Del otro lado del Himalaya, es muy poco probable que un tibetano pesque para comer. Pensará: “Si mato un pez, un ser vivo, comerán tres miembros de mi familia. Pero si doy muerte a un yak, los búfalos peludos que viven en la altura, alimentaré al menos a siete”. La ecuación los inclina siempre por la segunda opción. Que el sacrificio valga la pena.
En los bares se habla de filosofía como en Argentina de política.
Peregrinos rodean los templos, siempre por la izquierda, para sumar méritos para la próxima vida. Llevan rosarios de 108 cuentas y hacen girar molinillos de oración, que adentro llevan mantras y pasajes de las sagradas escrituras. Hay quienes realizan la kora –así se llama este acto de fe– tirándose al piso y persignándose tres veces. La suma de actos de esta vida y las pasadas define el karma y éste, a su vez, la reencarnación.
Cruzamos ahora el Himalaya, en el campo base del imponente Chomolangma, como llaman al Everest del lado tibetano. Estamos a 5.200 metros de altura. En el monasterio de Rongbuk, tres sherpas –diminutos porteadores que cargan en sus espaldas los equipos de alta montaña– intentan arriar los yaks para una comitiva de escaladores chinos.

Una monja extrae agua de un pozo y carga una vasija de barro en su espalda. Lleva el pelo rapado en señal de ruptura con el mundo. Como símbolo de aislamiento. Un monje vestido de montañista invita a tomar el té en la habitación contigua a una caverna.

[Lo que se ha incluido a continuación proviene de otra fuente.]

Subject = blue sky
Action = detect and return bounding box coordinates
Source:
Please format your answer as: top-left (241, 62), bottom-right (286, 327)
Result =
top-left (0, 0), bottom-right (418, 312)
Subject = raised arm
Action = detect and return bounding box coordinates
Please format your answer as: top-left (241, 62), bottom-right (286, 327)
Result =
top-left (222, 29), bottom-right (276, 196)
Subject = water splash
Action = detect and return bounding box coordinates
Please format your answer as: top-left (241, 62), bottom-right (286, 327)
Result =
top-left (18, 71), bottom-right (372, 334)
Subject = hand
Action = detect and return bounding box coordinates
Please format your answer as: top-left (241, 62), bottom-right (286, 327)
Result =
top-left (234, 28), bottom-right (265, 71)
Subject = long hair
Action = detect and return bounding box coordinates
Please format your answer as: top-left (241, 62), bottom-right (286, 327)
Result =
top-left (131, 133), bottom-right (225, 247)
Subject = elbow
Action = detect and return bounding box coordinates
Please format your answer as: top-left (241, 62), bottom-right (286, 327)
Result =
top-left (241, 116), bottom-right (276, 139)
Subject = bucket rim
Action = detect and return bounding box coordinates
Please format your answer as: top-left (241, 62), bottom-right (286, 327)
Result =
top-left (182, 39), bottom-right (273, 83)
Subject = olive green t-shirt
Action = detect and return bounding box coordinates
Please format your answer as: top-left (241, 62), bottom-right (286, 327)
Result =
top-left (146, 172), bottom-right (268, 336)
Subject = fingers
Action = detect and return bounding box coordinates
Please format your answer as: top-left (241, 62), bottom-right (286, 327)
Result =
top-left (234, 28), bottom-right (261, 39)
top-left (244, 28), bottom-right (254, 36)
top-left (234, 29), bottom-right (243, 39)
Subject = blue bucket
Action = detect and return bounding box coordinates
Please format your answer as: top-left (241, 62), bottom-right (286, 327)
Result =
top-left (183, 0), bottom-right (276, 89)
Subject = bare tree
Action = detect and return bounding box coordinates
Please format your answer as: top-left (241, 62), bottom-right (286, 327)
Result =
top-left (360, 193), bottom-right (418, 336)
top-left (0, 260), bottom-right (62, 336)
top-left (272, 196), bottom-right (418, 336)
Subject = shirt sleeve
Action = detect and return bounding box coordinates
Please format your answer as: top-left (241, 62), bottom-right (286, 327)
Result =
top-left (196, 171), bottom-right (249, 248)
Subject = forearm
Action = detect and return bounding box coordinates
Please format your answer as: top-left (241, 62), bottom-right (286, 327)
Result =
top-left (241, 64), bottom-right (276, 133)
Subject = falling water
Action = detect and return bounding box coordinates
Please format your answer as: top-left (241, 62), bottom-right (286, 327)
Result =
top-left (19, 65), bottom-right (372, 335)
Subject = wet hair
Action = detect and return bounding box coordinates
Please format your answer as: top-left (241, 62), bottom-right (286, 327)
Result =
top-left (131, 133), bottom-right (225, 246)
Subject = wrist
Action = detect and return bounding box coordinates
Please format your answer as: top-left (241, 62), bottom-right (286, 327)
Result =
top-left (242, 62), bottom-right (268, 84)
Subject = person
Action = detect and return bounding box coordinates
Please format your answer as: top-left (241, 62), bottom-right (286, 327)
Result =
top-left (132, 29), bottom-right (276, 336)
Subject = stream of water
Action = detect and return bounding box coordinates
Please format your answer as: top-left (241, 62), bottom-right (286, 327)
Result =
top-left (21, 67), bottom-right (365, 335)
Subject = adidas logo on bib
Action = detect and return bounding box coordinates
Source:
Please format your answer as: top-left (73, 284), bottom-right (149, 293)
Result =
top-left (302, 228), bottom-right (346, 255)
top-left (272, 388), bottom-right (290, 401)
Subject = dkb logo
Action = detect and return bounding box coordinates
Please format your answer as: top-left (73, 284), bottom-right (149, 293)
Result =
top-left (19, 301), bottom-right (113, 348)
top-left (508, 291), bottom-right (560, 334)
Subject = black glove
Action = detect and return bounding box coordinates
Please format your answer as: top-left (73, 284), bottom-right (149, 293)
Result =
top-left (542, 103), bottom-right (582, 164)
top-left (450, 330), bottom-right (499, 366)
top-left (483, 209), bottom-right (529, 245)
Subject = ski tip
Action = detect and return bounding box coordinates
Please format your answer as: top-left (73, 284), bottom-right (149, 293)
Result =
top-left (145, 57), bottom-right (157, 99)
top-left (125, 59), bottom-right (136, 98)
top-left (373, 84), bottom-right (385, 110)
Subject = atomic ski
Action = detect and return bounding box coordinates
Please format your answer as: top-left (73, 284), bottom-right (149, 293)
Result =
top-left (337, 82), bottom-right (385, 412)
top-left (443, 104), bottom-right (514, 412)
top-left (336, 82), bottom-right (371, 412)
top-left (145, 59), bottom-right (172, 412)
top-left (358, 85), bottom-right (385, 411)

Sanggi, su nombre en tibetano significa “Buda purificado”, no usa túnicas bordó. En cambio, pantalones de corderoy gastados y una campera de pluma andrajosa. De sus 64 años, 25 se dedicó a ser monje budista de la escuela ñigmna, una de las más antiguas. Se exilió en Nepal en la peor época de la ocupación china a Tíbet. Y regresó para instalarse en una caverna al pie del Everest, donde medita sin distracciones. En ese agujero de piedra se encuentra frente a su dios. No tiene nada y todo a la vez: es el hombre más libre del mundo.
Olor a rancio en la habitación. Frazadas viejas, hojas amarillentas, hasta una tele con reproductor de DVD. En el centro, una salamandra que el viejo prende con estiércol de yak secado al sol. También sirve para mantener la pava encendida. Un gato negro ingresa maullando y entonces le tira un trozo de intestino seco de oveja.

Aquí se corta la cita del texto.